Spacy: textcat training is not deterministic with gpu enabled

Created on 10 Nov 2020  路  7Comments  路  Source: explosion/spaCy

How to reproduce the behaviour

This is related to #6177. I can verify that when using CPU, the training losses/weights for textcat can be deterministic with fix_random_seed. However, if I enable GPU via spacy.require_gpu(), the training losses/weights become different every time.

import spacy
spacy.require_gpu()

for _ in range(2):
    spacy.util.fix_random_seed(0)

    model = spacy.load('en_core_web_sm')

    model.add_pipe(model.create_pipe('textcat'))
    model.remove_pipe('parser')
    model.remove_pipe('tagger')

    cat = model.get_pipe('textcat')
    cat.add_label("dog")
    cat.add_label("donut")

    model.begin_training()
    print(model("What even is?").cats)

Output:

{'dog': 0.2501096725463867, 'donut': 0.3427947163581848}
{'dog': 0.9567031860351562, 'donut': 0.9506585001945496}

Your Environment

  • Operating System: Linux
  • Python Version Used: 3.6.9
  • spaCy Version Used: latest on master (git sha: 320a8b14814c7e0c6dce705ad7bf0f13bf64b61c)
  • Environment Information: Google Colab
bug feat / textcat gpu training

All 7 comments

Hmm, I can't reproduce this.

Can you double-check by explicitly uninstalling spacy in colab before installing from master?
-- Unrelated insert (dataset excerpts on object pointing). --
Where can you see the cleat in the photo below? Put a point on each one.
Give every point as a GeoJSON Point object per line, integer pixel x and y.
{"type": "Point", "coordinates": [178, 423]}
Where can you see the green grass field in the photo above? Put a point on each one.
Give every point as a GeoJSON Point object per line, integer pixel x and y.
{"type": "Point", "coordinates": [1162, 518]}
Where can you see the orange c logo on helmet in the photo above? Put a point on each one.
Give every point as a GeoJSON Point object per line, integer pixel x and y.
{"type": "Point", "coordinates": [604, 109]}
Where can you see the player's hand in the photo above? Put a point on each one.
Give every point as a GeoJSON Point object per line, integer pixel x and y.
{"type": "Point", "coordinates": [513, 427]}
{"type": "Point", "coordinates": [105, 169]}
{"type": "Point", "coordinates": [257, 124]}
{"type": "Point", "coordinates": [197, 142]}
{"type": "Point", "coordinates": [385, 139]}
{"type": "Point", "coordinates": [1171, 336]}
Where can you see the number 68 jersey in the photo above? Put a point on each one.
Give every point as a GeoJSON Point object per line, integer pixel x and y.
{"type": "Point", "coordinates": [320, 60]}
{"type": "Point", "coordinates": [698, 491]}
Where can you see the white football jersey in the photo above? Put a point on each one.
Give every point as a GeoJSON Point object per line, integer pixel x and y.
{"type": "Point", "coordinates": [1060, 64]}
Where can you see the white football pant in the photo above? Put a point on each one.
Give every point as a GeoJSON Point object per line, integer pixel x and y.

It's possible that the default spacy install isn't being replaced/uninstalled cleanly when you install from source.

What do you see in spacy.git_info.GIT_VERSION?

And what is your thinc version?

@adrianeboyd @svlandeg
spacy.__version__: 2.3.2
spacy.git_info.GIT_VERSION: 320a8b148
thinc: 7.4.1

I just wrote up a more detailed script: https://colab.research.google.com/drive/1lVJpVE-SS85jQP3LdkuZkhKvpBA0EuXM?usp=sharing

Hmm, I do think there may be a bug of some sort here in spacy v2. Locally and with the colab example above I get consistent results within multiple CPU and GPU runs (also with our quick internal test cases related to this), but the CPU and GPU results are not similar to each other, and if I extend the training a bit I do get different results for multiple GPU runs. We will look into it!

In better news, with spacy v3 I get the same results on both (minus some float rounding differences, of course).

I'd be happy to look into this further, but I can't reproduce... :(

If I run this on either CPU or GPU, I just keep getting consistent results, after installing a clean copy of spacy[cuda101].
I can run the training loop 200 times, just keep getting the same result.

The only thing I can think of right now, that this happens on Linux and not Windows? Though that makes little sense to me. @adrianeboyd : you couldn't replicate at first either - what exactly did you change to replicate this?

Here's my test script (just adapted a bit from the one in the colab example):

import spacy
from spacy.util import minibatch, compounding

def train():
    spacy.util.fix_random_seed(0)
    model = spacy.blank("en")

    model.add_pipe(model.create_pipe("textcat"))

    cat = model.get_pipe("textcat")
    cat.add_label("dog")
    cat.add_label("donut")

    x_train = [f"example {i}" for i in range(1000)]
    y_train = [{"cats": {"dog": i/1000, "donut": 1 - i/1000}} for i in range(1000)]
    train_data = list(zip(x_train, y_train))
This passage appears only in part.